Activation of the FGF2/FGFR1 autocrine loop for cell proliferation and survival in uveal melanoma cells.

PURPOSE: Constitutive activation of ERK1/2 controls proliferation of uveal melanoma cells. Because an autocrine fibroblast growth factor (FGF) activation loop controls ERK1/2 activation in many cancers, this study was conducted to examine the role of the FGF/FGF receptor autocrine loop in the ERK1/2-dependent proliferation and survival of uveal melanoma cells. METHODS: Primary tumors and cell lines (OCM-1, MKT-BR, SP6.5, Mel270 and 92.1) were used to define the role of the FGF/FGFR system in human uveal melanoma. Cell proliferation was assessed by MTT-staining, and apoptosis was quantified by flow cytometry. Specific pharmacologic inhibitors of ERK1/2 and FGFR1, an anti-FGF2 neutralizing antibody and an antisense oligonucleotide directed against FGF2 were used to analyze signaling in the FGF/FGFR autocrine loop. RESULTS: FGF1, FGF2, and their FGFR1 receptor were strongly expressed in the primary uveal melanomas. All five uveal melanoma cell lines expressed and secreted FGF2. They also expressed FGFR1. Cell proliferation was strongly reduced by the antisense oligonucleotide-mediated depletion of endogenous FGF2, immunoneutralization of secreted FGF2, and pharmacologic inhibition of FGFR1. The FGF2/FGFR1-mediated signaling pathway was identified by showing that inhibition of either FGF2 or FGFR1 reduced ERK1/2 activation, cell proliferation, and survival. CONCLUSIONS: The FGF/FGFR/ERK signaling pathway may be a target for therapeutic strategies against uveal melanoma.

17-AAG and 17-DMAG-induced inhibition of cell proliferation through B-Raf downregulation in WT B-Raf-expressing uveal melanoma cell lines.

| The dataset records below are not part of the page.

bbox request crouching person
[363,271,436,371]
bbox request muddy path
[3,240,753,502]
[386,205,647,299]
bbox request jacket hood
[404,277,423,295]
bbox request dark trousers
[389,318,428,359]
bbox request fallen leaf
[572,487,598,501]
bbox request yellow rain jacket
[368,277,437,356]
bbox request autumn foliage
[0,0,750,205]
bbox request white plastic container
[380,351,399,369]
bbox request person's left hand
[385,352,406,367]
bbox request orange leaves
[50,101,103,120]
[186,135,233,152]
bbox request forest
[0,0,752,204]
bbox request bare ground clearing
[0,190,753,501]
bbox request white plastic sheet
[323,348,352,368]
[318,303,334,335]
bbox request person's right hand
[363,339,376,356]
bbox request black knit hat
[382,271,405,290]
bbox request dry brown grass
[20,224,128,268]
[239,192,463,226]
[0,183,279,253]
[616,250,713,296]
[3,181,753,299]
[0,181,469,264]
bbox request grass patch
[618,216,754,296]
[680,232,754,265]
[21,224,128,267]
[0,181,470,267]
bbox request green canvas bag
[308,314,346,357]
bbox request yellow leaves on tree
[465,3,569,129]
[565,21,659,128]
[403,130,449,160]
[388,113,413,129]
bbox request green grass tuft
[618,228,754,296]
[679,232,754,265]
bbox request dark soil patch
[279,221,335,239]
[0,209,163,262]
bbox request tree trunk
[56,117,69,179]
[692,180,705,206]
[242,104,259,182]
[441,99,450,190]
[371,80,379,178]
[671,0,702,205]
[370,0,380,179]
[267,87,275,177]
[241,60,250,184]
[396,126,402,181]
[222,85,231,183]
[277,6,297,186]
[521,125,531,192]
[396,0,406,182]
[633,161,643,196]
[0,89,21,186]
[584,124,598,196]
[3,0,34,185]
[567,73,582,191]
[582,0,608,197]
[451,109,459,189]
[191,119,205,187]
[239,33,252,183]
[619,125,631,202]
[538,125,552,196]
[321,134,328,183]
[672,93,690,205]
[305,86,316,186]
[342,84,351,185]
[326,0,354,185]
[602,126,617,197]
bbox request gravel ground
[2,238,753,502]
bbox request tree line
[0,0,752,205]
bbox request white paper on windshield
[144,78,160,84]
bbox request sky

PURPOSE: The HSP90 inhibitor 17-allylamino-17-demethoxygeldanamycin (17-AAG) has been shown to have promising results in antitumor activity through the degradation of the activated V600E mutant of B-Raf (V600E B-Raf) in cutaneous melanoma cell lines. It has different effects, however, on the wild-type form of B-Raf (WT B-Raf), according to the WT B-Raf activation levels in the tumor cells. Uveal melanoma cells express WT B-Raf and only rarely express V600E B-Raf. This study was conducted to investigate the effects of HSP90 inhibition on uveal melanoma cell lines. METHODS: Human uveal melanoma cell lines were treated with the HSP90 inhibitors 17-AAG and 17-dimethylaminoethylamino-17-demethoxy-geldanamycin (17-DMAG). Cell proliferation was assessed by MTT staining, and apoptosis was quantified by flow cytometry. Analysis of the expression of HSP90 and activation of the MEK/ERK downstream signaling of B-Raf was performed by Western blot. Effects of the downregulation of the HSP90 cochaperone, cdc37, on cell proliferation and activation of MEK/ERK was investigated by siRNA strategy. RESULTS: The inhibition of HSP90 downregulated B-Raf, decreased cell proliferation, and reduced activation of MEK/ERK in uveal melanoma cell lines expressing WT B-Raf. HSP90 inhibition also reduced the expression of Akt, but the inhibition of Akt had no effect on cell proliferation, ruling out a role of Akt in the 17-AAG-induced inhibition of cell proliferation. The downregulation of cdc37 did not affect MEK/ERK signaling and cell proliferation, demonstrating that the cochaperone was not required for HSP90-controlled stability of B-Raf. c-Kit was also downregulated after HSP90 inhibition. The combination of 17-DMAG with imatinib mesylate, the inhibitor of c-kit, had synergistic inhibitory effects on cell proliferation in WT B-Raf uveal melanoma cell lines. CONCLUSIONS: These results suggest that targeting HSP90 in tandem with c-Kit inhibition may be a promising therapeutic approach to uveal melanoma.